Thursday, November 15, 2012

One School's Incredible Anti-Bullying Campaign

Know what really sucked for me? Well, a few things, actually:

1. Giving birth
2. High school
3. The time I chased my gerbil across the road and got hit by a car (Of course I'm serious. I couldn't make something that random up if I tried.)
4. My unfortunate and thankfully short-lived obsession with 90's dance music
5. Did I mention high school?

I've spoken a few times about my misadventures in bullying (or, rather, being bullied), and I don't want to beat a dead horse. But for those of you who are just tuning in, here's the gist of things:

I went to high school (in case that wasn't obvious). I was teased very badly by a rather vocal and persuasive student body. And that was almost as bad as the times when they simply wouldn't talk to me. I never felt so alone in my life.

Things came to a head when a couple of girls thought it would be hilarious to set my shirt on fire - yes, the one I was wearing - in front of the school. Many students witnessed the event. Nobody did a thing to stop it. Thankfully I wasn't physically hurt. But emotionally? That stuff stays with you for life. And not just the big things, but all of it; every taunt, shove and bit of exclusion. All of it.
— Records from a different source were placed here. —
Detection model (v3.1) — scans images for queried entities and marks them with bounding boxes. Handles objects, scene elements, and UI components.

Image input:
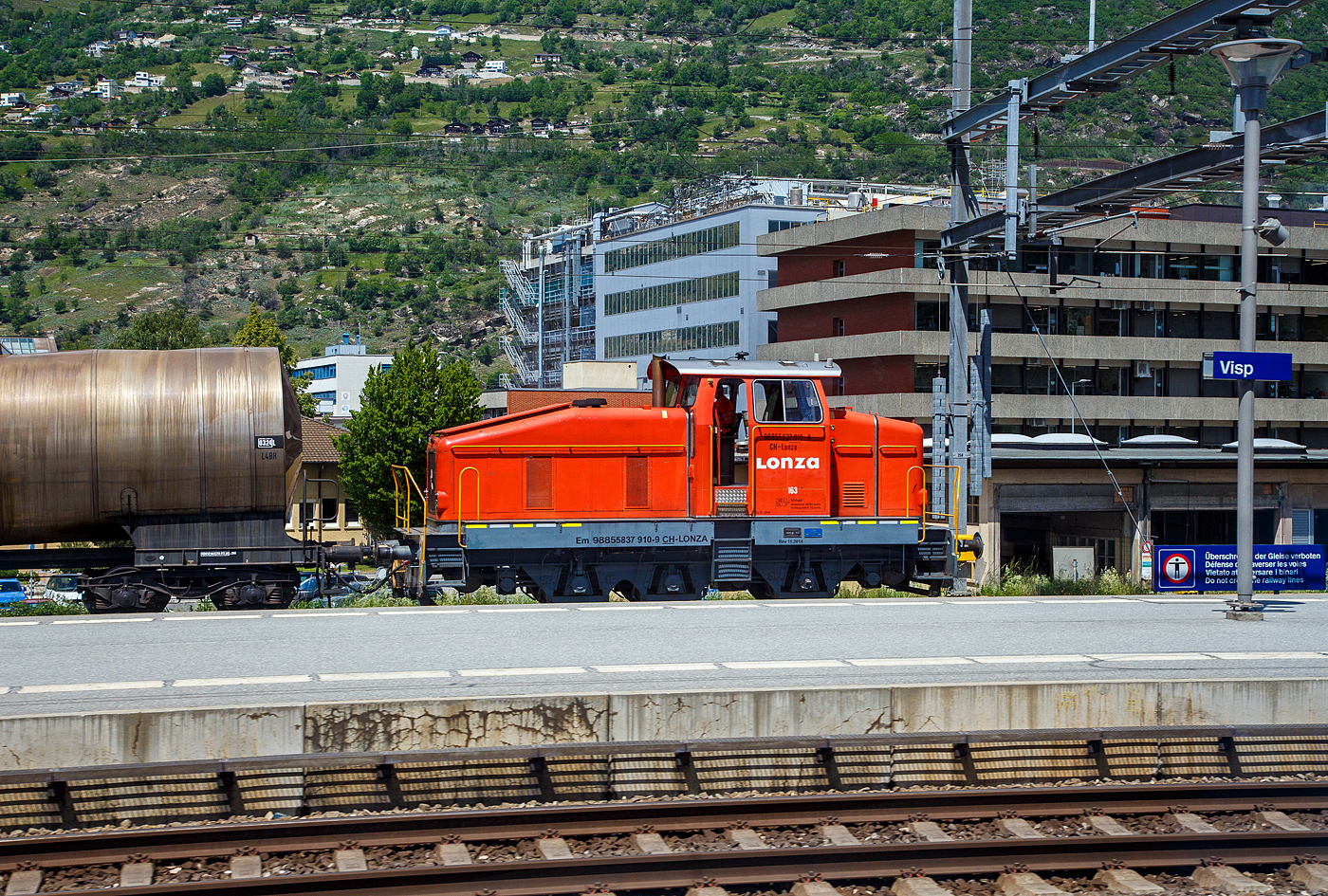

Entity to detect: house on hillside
[286,417,364,541]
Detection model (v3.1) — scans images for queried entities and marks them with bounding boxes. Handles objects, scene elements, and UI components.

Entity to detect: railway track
[0,780,1328,896]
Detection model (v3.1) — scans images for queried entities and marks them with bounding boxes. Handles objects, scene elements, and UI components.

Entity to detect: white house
[295,333,392,419]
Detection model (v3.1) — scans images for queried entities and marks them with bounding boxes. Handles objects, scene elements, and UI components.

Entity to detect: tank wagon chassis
[414,518,952,603]
[0,539,409,613]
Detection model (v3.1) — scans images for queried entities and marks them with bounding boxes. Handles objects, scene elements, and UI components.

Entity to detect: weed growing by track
[0,600,87,616]
[979,563,1153,597]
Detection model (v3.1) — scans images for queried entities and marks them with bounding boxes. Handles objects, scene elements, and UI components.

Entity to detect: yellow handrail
[392,464,429,530]
[392,464,429,600]
[457,467,479,544]
[904,464,962,538]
My parents pulled me out of the school after that incident and enrolled me in another. Things got worse before they got better, but they did get better. And I'm here to talk about it today, which is something I'm very grateful for, as I was a late bloomer in awesomeness and it would have been a shame not to be able to share me with the world. Life would be less fabulous for so many people.

Anyway, this isn't all about me, for once; It's about the kids at Intrepid's school and the amazing thing they've done.

The campaign is called Not In My School, and it was launched today at D'Arcy McGee High in Gatineau, Quebec. Students made a video and are sporting pink tuques to promote the movement and its anti-bullying stance. They gave me one, which is totally rad. I felt so hip when I put it on.

A few things I immediately realized after putting it on:

1. I think I'm too old for tuques.
2. Contrary to what I've believed all my life, hats do not hide bad hair days. My whole world is a lie.
3. These kids care, they're empowered, and they want to change things for the better. They make me feel as good about life as snuggling fluffy purple bunnies in a field of chocolate tulips. Um, theoretically.
4. Dammit. I AM seriously too old for tuques, aren't I?
5. Sigh. Someone pass the chocolate tulips.

The powerful student-made video posted above is definitely worth watching and sharing. The school's goal is to take this campaign beyond their own walls, beyond our own country. By sharing it you're helping to do just that. And that means you're doing your part to help every kid feel safe at school. How about that? You're an office chair hero! I'm glad I could help.

So hats off - or, rather, on - to the students, staff and principal George Singfield at D'Arcy McGee and Symmes Junior High - for taking big steps to improve the lives of kids in our community and beyond. You're even more fabulous than I am.

(Although I'll deny it if you ask me. Especially if you look better than I do in a tuque.)